Não há volta a dar: quando se fala de cortiça, o nome Amorim surge de imediato. O gigante de Mozelos é destacadamente o maior grupo industrial do mundo do sector, com vendas que no ano passado ultrapassaram os 605 milhões de euros. Dois terços das exportações nacionais do sector, que ascenderam a 900 milhões de euros no ano passado (metade das exportações do calçado, por exemplo), levam a chancela do grupo. A sombra da Amorim, porém, não faz esquecer uma galáxia de pequenas e médias empresas que lutam pela sobrevivência entre os mais fortes. Em 2002, havia na cortiça 850 empresas que empregavam pouco mais de 12 mil trabalhadores; hoje, subsistem cerca de 670, onde trabalham cerca de 8300 pessoas. Como nos outros sectores tradicionais, a cortiça atravessou a sua fase de furacão, que deixou um rasto de insolvências e de extinções de postos de trabalho.  

A reestruturação da cadeia industrial acentuou-se com a crise de 2009 e ainda não acabou. A proliferação de microempresas é difícil de encontrar em outros sectores – dos 270 associados da Associação Portuguesa da Cortiça, Apcor, mais de metade têm menos de cinco trabalhadores. A consolidação do sector “não tem sido feito de forma muito organizada. Tem resultado das circunstâncias do mercado. As empresas mais fortes compram as empresas que morrem, mas ao fazê-lo estão principalmente a comprar clientes”, explica João Rui Ferreira, presidente da Apcor. A maior dificuldade de pequenas unidades familiares é encontrarem meios de subsistir numa indústria que – como reconhece Rui Cardoso, presidente do Cincork, o centro de formação do sector – deixou há muito de viver da mão-de-obra intensiva. As pequenas empresas ou se especializam muito, ou estão ameaçadas a prazo. “Não podem ficar a meio da cadeia de valor”, diz João Rui Ferreira.

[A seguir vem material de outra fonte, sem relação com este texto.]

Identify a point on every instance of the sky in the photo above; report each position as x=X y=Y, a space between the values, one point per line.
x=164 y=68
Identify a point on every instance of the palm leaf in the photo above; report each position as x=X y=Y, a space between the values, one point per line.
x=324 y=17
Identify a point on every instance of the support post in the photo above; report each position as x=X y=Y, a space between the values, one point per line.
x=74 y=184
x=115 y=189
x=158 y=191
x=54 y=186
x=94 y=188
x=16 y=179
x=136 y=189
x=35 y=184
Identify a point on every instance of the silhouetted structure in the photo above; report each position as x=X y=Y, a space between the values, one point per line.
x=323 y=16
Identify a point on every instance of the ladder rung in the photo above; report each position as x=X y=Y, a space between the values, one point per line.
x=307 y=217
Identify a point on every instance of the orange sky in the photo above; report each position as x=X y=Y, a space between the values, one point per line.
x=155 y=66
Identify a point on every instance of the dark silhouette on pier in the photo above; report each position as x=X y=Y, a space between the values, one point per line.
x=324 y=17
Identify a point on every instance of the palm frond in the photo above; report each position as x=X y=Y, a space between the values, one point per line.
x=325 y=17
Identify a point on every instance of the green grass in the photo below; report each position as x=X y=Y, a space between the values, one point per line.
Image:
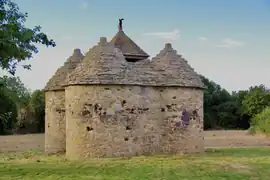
x=214 y=164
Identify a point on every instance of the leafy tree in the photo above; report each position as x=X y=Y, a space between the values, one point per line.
x=257 y=99
x=17 y=42
x=8 y=110
x=261 y=122
x=37 y=104
x=216 y=105
x=20 y=93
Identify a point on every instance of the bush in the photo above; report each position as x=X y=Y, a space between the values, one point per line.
x=260 y=123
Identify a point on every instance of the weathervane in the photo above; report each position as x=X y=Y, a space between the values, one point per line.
x=120 y=26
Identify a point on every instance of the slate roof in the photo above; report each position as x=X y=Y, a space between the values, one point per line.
x=128 y=47
x=106 y=64
x=58 y=79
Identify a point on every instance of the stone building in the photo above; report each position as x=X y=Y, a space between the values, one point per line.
x=55 y=123
x=117 y=102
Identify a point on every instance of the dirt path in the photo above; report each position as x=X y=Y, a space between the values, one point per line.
x=212 y=139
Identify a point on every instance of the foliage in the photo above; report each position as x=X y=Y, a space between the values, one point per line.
x=221 y=110
x=17 y=42
x=8 y=108
x=261 y=122
x=256 y=100
x=37 y=104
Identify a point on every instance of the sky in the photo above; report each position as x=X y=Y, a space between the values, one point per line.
x=227 y=41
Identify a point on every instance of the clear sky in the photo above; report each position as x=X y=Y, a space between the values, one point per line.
x=227 y=41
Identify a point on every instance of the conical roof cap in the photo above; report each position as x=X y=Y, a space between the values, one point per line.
x=128 y=47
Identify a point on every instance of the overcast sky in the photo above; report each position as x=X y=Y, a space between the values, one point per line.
x=227 y=41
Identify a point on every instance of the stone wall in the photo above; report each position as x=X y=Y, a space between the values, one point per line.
x=115 y=120
x=55 y=125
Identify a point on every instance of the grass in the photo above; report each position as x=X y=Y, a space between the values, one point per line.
x=214 y=164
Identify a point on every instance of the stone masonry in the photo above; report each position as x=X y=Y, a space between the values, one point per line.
x=55 y=122
x=117 y=102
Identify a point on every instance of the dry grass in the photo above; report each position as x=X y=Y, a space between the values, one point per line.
x=212 y=139
x=215 y=164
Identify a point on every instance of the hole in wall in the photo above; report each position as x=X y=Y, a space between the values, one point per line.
x=89 y=128
x=128 y=128
x=123 y=102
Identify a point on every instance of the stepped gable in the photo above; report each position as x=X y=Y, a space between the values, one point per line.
x=58 y=79
x=166 y=69
x=103 y=64
x=129 y=48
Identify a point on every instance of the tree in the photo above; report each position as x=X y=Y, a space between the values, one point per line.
x=37 y=104
x=261 y=122
x=8 y=110
x=17 y=42
x=257 y=99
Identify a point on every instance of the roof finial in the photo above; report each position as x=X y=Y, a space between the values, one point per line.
x=120 y=26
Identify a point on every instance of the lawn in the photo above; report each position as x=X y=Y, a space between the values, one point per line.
x=214 y=164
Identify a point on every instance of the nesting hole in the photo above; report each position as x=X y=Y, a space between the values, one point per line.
x=128 y=128
x=89 y=128
x=123 y=102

Alberto Castro, professor na Universidade Católica do Porto e coordenador de um estudo recente sobre o sector, acredita que o sucesso das pequenas unidades está dependente de uma “estratégia cooperativa” dinamizada pelas grandes empresas e que as inclua “numa cadeia de valor da qual todos podem beneficiar”. À partida, a cooperação já está a fazer o seu caminho, mas nem sempre numa lógica favorável a toda a fileira, nem com base no espírito associativo que ajuda a explicar o sucesso do calçado. “As pequenas empresas ficam muitas vezes condenadas a prestar serviços às grandes empresas – que lhes entregam matéria-prima e recebem produto acabado. As grandes é que ditam os preços e esmagam as pequenas, acabando por ficar-lhes subordinadas”, diz Alírio Martins, presidente do Sindicato dos Operários da Cortiça.

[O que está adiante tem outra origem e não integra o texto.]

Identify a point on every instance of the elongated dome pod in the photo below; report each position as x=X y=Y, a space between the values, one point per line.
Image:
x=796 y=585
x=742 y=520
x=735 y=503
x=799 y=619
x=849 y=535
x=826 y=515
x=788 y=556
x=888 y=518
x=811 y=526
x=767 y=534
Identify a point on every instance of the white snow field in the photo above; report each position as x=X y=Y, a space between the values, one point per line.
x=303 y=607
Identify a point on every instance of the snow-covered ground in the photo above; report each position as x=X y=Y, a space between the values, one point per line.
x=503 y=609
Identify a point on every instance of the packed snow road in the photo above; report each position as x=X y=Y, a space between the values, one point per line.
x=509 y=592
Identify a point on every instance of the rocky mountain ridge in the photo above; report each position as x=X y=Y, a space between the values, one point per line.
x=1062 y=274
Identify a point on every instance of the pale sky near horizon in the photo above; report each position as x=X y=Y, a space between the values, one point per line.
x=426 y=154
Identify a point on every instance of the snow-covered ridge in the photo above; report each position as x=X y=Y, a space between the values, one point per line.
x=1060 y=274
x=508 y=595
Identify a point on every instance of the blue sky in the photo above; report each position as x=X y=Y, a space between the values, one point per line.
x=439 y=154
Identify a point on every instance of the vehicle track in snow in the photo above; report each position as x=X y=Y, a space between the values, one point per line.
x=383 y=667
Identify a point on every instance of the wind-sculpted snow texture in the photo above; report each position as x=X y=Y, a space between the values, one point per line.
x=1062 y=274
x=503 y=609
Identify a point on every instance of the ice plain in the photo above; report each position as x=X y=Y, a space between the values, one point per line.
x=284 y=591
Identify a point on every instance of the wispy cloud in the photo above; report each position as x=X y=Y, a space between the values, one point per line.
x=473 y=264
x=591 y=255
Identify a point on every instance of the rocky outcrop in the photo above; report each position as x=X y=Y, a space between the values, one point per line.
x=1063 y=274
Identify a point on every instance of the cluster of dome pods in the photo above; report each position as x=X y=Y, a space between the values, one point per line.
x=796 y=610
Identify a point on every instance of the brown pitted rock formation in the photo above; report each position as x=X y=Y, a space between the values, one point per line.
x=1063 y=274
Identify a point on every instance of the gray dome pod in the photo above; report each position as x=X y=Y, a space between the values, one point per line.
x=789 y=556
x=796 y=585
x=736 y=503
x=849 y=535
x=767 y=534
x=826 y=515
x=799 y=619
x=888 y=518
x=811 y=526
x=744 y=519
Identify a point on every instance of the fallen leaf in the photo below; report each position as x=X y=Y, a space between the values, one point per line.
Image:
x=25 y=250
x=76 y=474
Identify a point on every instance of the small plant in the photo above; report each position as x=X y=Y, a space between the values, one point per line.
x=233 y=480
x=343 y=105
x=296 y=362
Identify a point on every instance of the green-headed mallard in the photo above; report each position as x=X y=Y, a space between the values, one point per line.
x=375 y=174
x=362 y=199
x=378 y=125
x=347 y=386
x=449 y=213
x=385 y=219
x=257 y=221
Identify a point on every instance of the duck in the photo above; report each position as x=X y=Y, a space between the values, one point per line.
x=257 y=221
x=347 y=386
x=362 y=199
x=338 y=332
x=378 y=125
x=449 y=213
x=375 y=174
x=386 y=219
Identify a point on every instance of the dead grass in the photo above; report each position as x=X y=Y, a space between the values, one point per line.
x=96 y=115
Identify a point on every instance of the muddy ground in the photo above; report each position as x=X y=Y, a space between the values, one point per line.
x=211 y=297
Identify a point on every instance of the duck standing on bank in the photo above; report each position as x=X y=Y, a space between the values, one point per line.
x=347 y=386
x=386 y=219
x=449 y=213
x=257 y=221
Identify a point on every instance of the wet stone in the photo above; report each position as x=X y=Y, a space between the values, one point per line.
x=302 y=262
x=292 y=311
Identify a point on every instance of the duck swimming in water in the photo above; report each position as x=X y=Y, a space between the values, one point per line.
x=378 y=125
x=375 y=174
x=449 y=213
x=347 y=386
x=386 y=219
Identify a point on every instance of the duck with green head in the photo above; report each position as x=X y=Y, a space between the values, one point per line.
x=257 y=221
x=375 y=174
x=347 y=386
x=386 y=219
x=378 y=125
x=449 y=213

Neste mundo em transformação, os sindicalistas não se queixam de problemas dramáticos no emprego. Claro que a tecnologia extinguiu centenas de empregos de mulheres nas “escolhas” e, tudo o leva a crer, “a profissão de brocador [os operários que fazem as rolhas a partir de blocos de cortiça] deve acabar daqui a uns dez anos”, admite Alírio Martins. Entretanto, os operários mais qualificados, como escolhedores de cortiça ou brocadores, continuam a arranjar emprego com facilidade. Até porque, numa fase de aceleração da indústria, que nos últimos quatro anos viu as suas exportações crescerem em 200 milhões de euros, as necessidades de mão-de-obra regressaram. “O sector trabalhava oito horas, mas hoje qualquer média ou grande empresa trabalha por turnos durante 24 horas, sete dias por semana. Isso ajudou a manter postos de trabalho”, diz Alírio Martins.